I don’t know if anyone would consider our way of homeschooling unschooling or not. I don’t call myself an unschooler, but if you saw my children during the ‘school’ day you might think they were unschooled.
There are many forms of unschooling. For some it means very little structured parental involvement day-to-day and for others it’s a whole day of full-attention learning together.
Some homeschooolers do ‘school at home,’ which is simply buying curriculum or workbooks and working through them during your school day at home. The parent chooses the books and topics and finds ways to engage the learners in the material.
In a perfect world, it would be impossible to tell where schooling ended and the rest of life began. Everything is a learning activity and nothing is a learning activity. I know some people do that and raise strong readers who become successfully integrated adults, but I didn’t have that level of trust or the energy to do it in a way that felt ‘right.’

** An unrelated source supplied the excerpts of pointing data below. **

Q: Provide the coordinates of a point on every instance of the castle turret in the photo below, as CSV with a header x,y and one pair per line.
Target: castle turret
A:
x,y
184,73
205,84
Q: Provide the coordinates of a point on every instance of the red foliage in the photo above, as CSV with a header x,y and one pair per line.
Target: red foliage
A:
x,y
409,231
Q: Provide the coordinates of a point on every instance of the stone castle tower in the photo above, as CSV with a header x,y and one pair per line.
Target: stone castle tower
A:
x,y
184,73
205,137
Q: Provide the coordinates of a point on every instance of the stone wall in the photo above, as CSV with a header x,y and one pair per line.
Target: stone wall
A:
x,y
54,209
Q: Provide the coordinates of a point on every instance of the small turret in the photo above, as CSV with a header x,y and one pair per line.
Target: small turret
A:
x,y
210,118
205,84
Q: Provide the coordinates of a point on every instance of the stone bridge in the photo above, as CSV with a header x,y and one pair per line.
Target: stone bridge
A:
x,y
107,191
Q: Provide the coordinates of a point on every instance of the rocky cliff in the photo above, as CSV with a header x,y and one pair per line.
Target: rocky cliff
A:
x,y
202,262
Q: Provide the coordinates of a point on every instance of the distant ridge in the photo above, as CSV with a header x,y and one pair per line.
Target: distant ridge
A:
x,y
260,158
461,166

Spending all day in enriching activities and trips and experiences with a child is a wonderful gift to give, mining each moment for teachableness. I can do that some days, but as a complete academic offering it’s too exhausting. I have my own interests that need time.
We don’t school traditionally, but we do have some work time with workbooks they’ve selected. They spend most of their day making, researching on their own, and dreaming and scheming. It’s a happy medium.
For us right now (learners ages 6, 9, 11), this consists of the following expectations:
- Pick a math book or a way to learn math and do it every day.
- Read whatever you want; do it everyday.
- Read some non-fiction.
- Write in your journal often.
- Choose whatever workbooks you want to do. None is also fine.
- Be working on a big, fun project.
- Practice your instrument.
- Spend time outside.
- Get some exercise.
- Help a younger sibling, teach them something, or read with them.
- Think of things you want to learn about and skills you want to acquire. I’ll help however I can.
It works pretty well. Feel free to steal it.
I advise against picking a curriculum, philosophy, or title for your homeschooling endeavors. Don’t box yourself or your family in. Just figure out what you can do, what you want to do, and involve your children in the decisions.